What this exact clip is really saying

This FormBlends review is specific to "@its.jessica.rose's hormone therapy claims, fact-checked" from Jessica Rose RN. We read the clip as a TRT social video fact-checks claim about Testosterone, then separate the useful signal from what a short social video cannot prove. The page-specific claim focus is: Jessica, 44, is using oral estrogen and progesterone prescribed by her OB-GYN for perimenopausal symptoms including night sweats, sleep disruption, mood instability, and low libido, while also remaining on a long-term antidepressant.

The reason this review is not generic is the source wording and the canonical claim label "trt 4 weeks and the sky feels blue again perimenopause horm." In this clip, the useful excerpt is: "I've been on HRT for four weeks and I wanted to give you guys another update I gave you guys one at two weeks and so I wanted to share with you guys what changes have happened So I'm 44 years old and for the past couple years." That wording changes the review because it points to Testosterone evidence, safety, and patient-fit context, not a one-size-fits-all protocol.

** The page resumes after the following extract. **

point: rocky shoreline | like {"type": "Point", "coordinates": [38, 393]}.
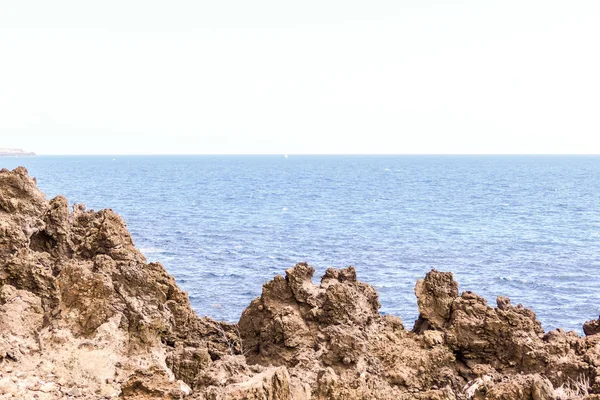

The source trail for this page is checked against Cardiovascular Safety of Testosterone-Replacement Therapy (2023), Testosterone therapy in men with androgen deficiency syndromes: an Endocrine Society clinical practice guideline (2010), and Functional testosterone deficiency in aging men: Clinical impact, diagnostic pathways, and treatment strategies (2026), plus the creator's own wording. Testosterone decisions still need an eligibility review, medication-interaction screen, access check, and quality-control review before anyone treats a social clip as medical advice.

Vasomotor symptoms like night sweats and hot flashes can show measurable improvement within 4 to 8 weeks of starting HRT, though full effect often takes longer.
People who land here are usually comparing the Testosterone claim with [object Object].
The strongest next step is to compare the claim with FormBlends' Testosterone guide, evidence notes, and provider review path before acting.

Claim verdict

The useful answer behind this video

This page is built to answer the specific claim behind the clip, then separate what is useful from what still needs clinical context. That makes the URL more than a repost: it gives Google, readers, and AI retrieval systems a concise verdict with source and safety boundaries.

Claim being checked

Jessica, 44, is using oral estrogen and progesterone prescribed by her OB-GYN for perimenopausal symptoms including night sweats, sleep disruption, mood instability, and low libido, while also remaining on a long-term antidepressant.

FormBlends verdict

Testosterone evidence, safety, and patient-fit context

Evidence strength

Source-backed review with clinical or regulatory citations.

Patient-safe next step

Compare the claim with FormBlends safety guidance and a licensed-provider review before acting.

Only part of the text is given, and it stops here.